墨田大祐(パンチアウト)vs石垣芙季(UNITED)

4勝(2KO)1敗の墨田、4勝(2KO)3敗の石垣。お互いに2度目の新人王トーナメント、年齢は23歳の墨田に対して33歳の石垣、10歳差。再戦となるようです。

鋭いジャブを突く墨田、石垣は時折パワフルな連打を見せます。リーチのある墨田に対して、中に入りたい石垣はボディから入ります。両者ともにキビキビとした動きで良いですね。

2R、頭を振って距離を詰める石垣。墨田は距離の作り方が上手く、コンビネーションとステップワークで懐の深さを活かして墨田の攻撃をいなします。

3R、序盤にボディを起点に中に入った石垣、連打を繰り出します。後半にもしつこいボディを繰り出し、墨田は少しボディを嫌がるそぶり。墨田は小気味よいコンビネーションで対抗し、終盤に右カウンター!このパンチで、だと思いますが石垣は左眉のあたりをカット。

 

4R、非常に速い展開で、ともにクリーンヒットを奪い合う展開。中盤に石垣の出血がひどく、一度のドクターチェック。このラウンドは石垣の出血により元気になった墨田、明らかに動きにキレが出ています。

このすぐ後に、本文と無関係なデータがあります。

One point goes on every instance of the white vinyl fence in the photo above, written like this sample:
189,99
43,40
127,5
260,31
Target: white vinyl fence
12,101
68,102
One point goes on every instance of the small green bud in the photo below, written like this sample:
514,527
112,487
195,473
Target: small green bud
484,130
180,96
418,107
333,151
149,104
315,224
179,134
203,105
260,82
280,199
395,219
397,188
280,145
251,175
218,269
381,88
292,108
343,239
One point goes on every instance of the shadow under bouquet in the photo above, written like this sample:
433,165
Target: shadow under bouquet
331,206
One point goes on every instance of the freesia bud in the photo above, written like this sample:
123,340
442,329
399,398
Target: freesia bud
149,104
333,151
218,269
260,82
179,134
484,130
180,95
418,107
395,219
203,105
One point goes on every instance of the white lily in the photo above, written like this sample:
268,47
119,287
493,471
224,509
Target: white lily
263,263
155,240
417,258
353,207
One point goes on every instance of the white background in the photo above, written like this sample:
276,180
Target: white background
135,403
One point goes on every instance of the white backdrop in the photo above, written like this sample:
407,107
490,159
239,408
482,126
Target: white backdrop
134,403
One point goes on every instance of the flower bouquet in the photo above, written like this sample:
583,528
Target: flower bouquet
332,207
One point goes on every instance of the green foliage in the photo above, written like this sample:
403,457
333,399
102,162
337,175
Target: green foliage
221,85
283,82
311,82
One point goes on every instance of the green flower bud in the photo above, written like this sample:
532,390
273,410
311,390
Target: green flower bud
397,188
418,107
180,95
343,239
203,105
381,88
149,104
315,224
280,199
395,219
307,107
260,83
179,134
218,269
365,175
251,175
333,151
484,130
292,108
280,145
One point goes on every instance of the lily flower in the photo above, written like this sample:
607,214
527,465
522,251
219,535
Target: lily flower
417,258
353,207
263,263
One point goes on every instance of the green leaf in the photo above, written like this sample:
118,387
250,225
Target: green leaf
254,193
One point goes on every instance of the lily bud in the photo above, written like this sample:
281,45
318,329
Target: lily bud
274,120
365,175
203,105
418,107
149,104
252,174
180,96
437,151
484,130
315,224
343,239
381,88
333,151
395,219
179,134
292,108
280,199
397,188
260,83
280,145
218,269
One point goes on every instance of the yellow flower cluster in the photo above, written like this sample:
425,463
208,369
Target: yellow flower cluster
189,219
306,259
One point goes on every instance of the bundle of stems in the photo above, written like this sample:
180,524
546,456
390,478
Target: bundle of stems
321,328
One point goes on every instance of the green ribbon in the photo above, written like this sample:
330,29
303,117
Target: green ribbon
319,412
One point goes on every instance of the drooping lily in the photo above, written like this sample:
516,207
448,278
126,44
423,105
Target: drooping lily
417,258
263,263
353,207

そして墨田が左フックを決めたところでレフェリーがタイムを要求、ドクターチェックのあと試合はストップ。

墨田大祐、4RTKO勝利で東日本新人王に!

お見事な戦いぶりでした、墨田。このボクサーはアマ経験もあるんですね、非常にしっかりとした基礎を持っていますね。この試合後半に見せた、細かなステップワークは武器になります。距離感も非常に良さそうで、ジャブがよく伸びます。

ジム初の新人王とのこと、今後も楽しみなボクサーですね。

ライトフライ級

加藤幸海(ワタナベ)vs坂間叶夢(ワールドスポーツ)

2勝2KO無敗の加藤、3勝3KO無敗の坂間。20歳と18歳。新人王戦っぽいですね。

まずジャブをついていくのは坂間。なかなか鋭いです。坂間は非常に腕が長く見えますね。サークリングしながらジャブを突く坂間はリズムに乗り、右クロスもヒット。

中盤、この右クロスでぐらりときた加藤、ちょっと苦しいか。加藤は左ガードが下がってしまうのが、この坂間に対しては致命的。

 

2R、かなり余裕を持って戦う坂間、加藤も少し回復したか。しかし今度は坂間のボディが加藤を襲います。このラウンドも中盤、坂間の右カウンターが加藤にヒット!ぐらりときた加藤ですが、右を返して応戦、これに怯まない坂間は更に右を追撃してダウンをゲット!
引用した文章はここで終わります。